The album Neil Young thought would live on forever: “If it’s true, it’ll be true forever”

Most artists aren’t thinking about their longevity whenever they write a song. Many of the greatest anthems of all time tend to just capture a singular moment in time, and if the writer is lucky, then the lyric will be just open enough to be passed down through multiple generations and still resonate. Although Neil Young never seemed all that concerned with what his musical legacy would be, he knew he had hit upon something extremely potent when working on On the Beach.

By the late 1970s, Young could have cared less about what the mainstream thought about his music. He never catered to other people’s definitions of success, which led to him making some of the strangest right turns in music, whether that was leaving behind the sound of Harvest to work on Rust Never Sleeps or eventually going fully electronic in the 1980s on Trans.

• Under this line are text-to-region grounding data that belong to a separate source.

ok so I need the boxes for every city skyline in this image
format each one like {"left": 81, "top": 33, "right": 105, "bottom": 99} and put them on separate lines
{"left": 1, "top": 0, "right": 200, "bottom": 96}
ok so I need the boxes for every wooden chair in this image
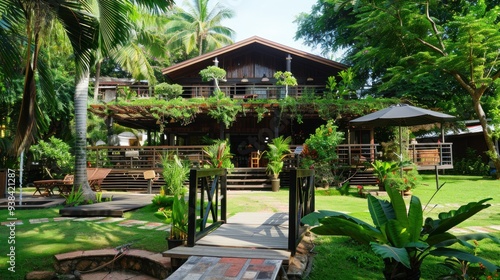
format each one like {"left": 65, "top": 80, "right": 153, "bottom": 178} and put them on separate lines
{"left": 250, "top": 151, "right": 260, "bottom": 168}
{"left": 87, "top": 168, "right": 112, "bottom": 192}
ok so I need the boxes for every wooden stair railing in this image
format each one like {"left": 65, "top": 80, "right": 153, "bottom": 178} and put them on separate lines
{"left": 289, "top": 168, "right": 315, "bottom": 256}
{"left": 187, "top": 168, "right": 227, "bottom": 247}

But On the Beach sees Young at one of his emotionally raw stages in life. Tonight’s the Night made us realise how much pain he had been going through, but these tunes were like the calm before the storm for that album, where Young goes into detail about the affair that had happened behind his back.

No one’s going to just shrug off those emotions, and some of the lyrics behind these tunes are among Young’s most emotionally frail. While it does feel like a lot more optimistic than what would end up coming to light afterwards, that doesn’t mean it’s necessarily easy to listen to, either, especially towards the end when Young performs ‘Revolution Blues’, which covered his feelings about the Charles Manson murders.

Then again, Young wasn’t necessarily an artist trying to keep things sugarcoated. He would gladly show fans the rawest pieces of his personality, and even though On the Beach is far from the easiest listening in his catalogue, he remained fiercely proud of what he had created decades after the fact.

When talking to The Age, Young knew that there was a certain power behind those songs that held up years after the fact, saying, “On the Beach is a record that reflected what was going on at that time, and what was going on in my life at that time, and I think, like anything, if it’s true in the first place, it’ll be true forever. It should just ring differently, but it will still ring. If you’re contriving it or working too hard to create something, then it’s not going to ring true later on.”

Young doesn’t really have to prove the fact that it still resonates, either. Looking at many of his contemporaries who had tried to ape his style and fell off, the reason why Young’s records still work is because they feel real. No matter when you hear it, it’s like listening to a band cutting loose in the studio and Young pouring his heart out every single time.

Even when the Canadian icon did have to cower to what the label wanted, the suits learned a vital lesson when it came to steering him in different directions. It’s one thing to nudge an artist towards a different style, but if Young doesn’t have his heart in it, you’ll get a record with zero personality.